Rememoro estes fatos para traçar um paralelo entre o atual governo, da presidente Dilma Rousseff, e o governo do general João Figueiredo, o último dos generais-presidentes que encerrou o regime militar depois de vinte e um anos.
O tratamento dispensado pelo governo do partido dos trabalhadores à greve dos caminhoneiros é mais truculento que o dispensado pelos militares naqueles dias de fim de regime. A presidente só não invocou, oficialmente, a LSN – poderia até tê-lo feito já que se encontra em vigor –, mas reprime o movimento paredista dos caminhoneiros da mesma forma.

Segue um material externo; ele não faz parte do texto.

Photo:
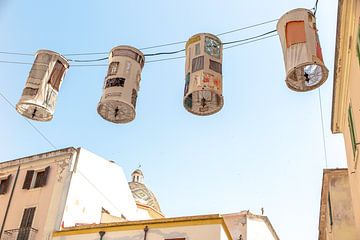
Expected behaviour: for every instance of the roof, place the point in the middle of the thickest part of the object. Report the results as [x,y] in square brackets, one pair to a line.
[255,216]
[152,223]
[35,157]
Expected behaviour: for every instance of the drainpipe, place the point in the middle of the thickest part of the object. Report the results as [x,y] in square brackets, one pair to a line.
[146,229]
[101,233]
[9,202]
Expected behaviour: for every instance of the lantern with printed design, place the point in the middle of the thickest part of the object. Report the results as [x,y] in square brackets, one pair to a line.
[121,85]
[305,69]
[203,75]
[39,96]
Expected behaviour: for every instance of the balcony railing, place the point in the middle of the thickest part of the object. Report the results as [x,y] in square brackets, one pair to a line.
[28,233]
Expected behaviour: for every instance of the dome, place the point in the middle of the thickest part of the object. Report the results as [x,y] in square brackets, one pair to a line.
[141,194]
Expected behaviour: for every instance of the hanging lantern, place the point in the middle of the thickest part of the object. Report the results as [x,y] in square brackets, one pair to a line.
[121,86]
[39,96]
[203,75]
[305,69]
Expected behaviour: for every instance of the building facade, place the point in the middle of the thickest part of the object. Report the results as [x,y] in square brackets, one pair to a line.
[346,97]
[68,187]
[336,219]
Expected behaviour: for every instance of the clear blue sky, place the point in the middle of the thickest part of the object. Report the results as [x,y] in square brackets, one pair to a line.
[263,149]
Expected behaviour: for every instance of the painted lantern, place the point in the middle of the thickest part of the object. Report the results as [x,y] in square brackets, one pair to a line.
[121,85]
[42,86]
[203,75]
[305,69]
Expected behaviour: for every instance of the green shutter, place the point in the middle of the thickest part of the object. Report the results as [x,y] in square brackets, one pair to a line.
[352,130]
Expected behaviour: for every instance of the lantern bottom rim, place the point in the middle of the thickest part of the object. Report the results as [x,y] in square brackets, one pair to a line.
[116,111]
[211,107]
[34,111]
[306,77]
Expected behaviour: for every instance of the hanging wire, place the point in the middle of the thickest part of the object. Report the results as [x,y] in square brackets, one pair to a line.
[55,148]
[315,7]
[145,48]
[322,128]
[250,38]
[151,61]
[30,123]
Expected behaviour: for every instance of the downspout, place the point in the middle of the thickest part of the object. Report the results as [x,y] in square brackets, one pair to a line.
[146,229]
[9,202]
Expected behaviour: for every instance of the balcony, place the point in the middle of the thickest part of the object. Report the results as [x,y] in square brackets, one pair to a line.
[27,233]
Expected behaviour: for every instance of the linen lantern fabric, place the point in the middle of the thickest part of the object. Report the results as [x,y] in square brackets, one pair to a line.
[203,75]
[42,86]
[121,85]
[305,69]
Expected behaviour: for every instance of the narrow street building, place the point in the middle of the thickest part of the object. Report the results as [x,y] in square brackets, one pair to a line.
[346,96]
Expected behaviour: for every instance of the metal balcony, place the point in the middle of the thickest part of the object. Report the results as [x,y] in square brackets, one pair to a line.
[28,233]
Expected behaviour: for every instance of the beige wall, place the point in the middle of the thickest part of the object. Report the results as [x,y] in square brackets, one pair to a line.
[347,92]
[170,230]
[336,212]
[46,199]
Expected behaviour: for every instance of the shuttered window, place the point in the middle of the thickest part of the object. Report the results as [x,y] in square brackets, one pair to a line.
[115,82]
[197,64]
[26,223]
[295,33]
[56,75]
[36,179]
[28,179]
[4,184]
[215,66]
[41,178]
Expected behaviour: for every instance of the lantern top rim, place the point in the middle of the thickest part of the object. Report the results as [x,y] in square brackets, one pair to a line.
[293,11]
[128,48]
[61,57]
[188,42]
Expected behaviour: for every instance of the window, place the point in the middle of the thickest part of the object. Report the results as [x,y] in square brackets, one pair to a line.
[113,67]
[133,101]
[115,82]
[197,49]
[36,179]
[212,47]
[352,130]
[28,91]
[197,64]
[215,66]
[4,184]
[26,222]
[295,33]
[56,75]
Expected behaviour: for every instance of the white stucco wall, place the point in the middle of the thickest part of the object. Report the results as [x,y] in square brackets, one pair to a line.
[97,183]
[199,232]
[257,229]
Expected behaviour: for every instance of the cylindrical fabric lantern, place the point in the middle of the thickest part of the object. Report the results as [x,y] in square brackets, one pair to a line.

O ministro Cardozo poderia, pela forma como se manifesta, passar pelo general Newton Cruz, que época ocupava a chefia do Serviço Nacional de Informação - SNI.
A presidente vem a televisão e defende a livre manifestação dos caminhoneiros, mas, porém, entretanto, desde que essa obedeça aos requisitos estabelecidos pelo governo. Não pode atrapalhar a livre circulação de mercadorias, não pode provocar desabastecimento, não pode isso, não pode aquilo.
O governo do Brasil quer criar a primeira greve chapa branca da história.
Indiretamente, usando, envergonhadamente, outros instrumentos, como o da Medida Provisória, multas, apreensões de carteiras e veículos, pela Polícia Rodoviária Federal, apelam para a Lei de Segurança Nacional, a lei dos estertores da ditadura.
A repressão ao movimento do caminhoneiros é mais uma faceta para a coleção de vergonhas dos atuais poderosos da República, que deve se somar ao aparelhamento do Estado, à corrupção como estratégia e manutenção do poder, à desorganização da economia e à incompetência gerencial.
Sem constrangimento defendem as medidas tomadas contra os caminhoneiros, esquecendo que o tipo de manifestação que protagonizam é o mesmo tipo que os donos do poder sempre protagonizaram.
Na oposição não lembro de vê-los preocupados com livre circulação veículos e pessoas, com abastecimento das cidades, com o impacto econômico, com milhares e milhares de alunos sem aula, com as industrias fechadas, etc.
Ainda hoje, os que se manifestam a favor do governo têm livre trânsito, não sofrem qualquer repressão dos entes estatais. Muitos são subsidiados por empresas públicas, por bancos estatais, para fechar ruas, impedir trabalhadores de irem trabalhar, etc.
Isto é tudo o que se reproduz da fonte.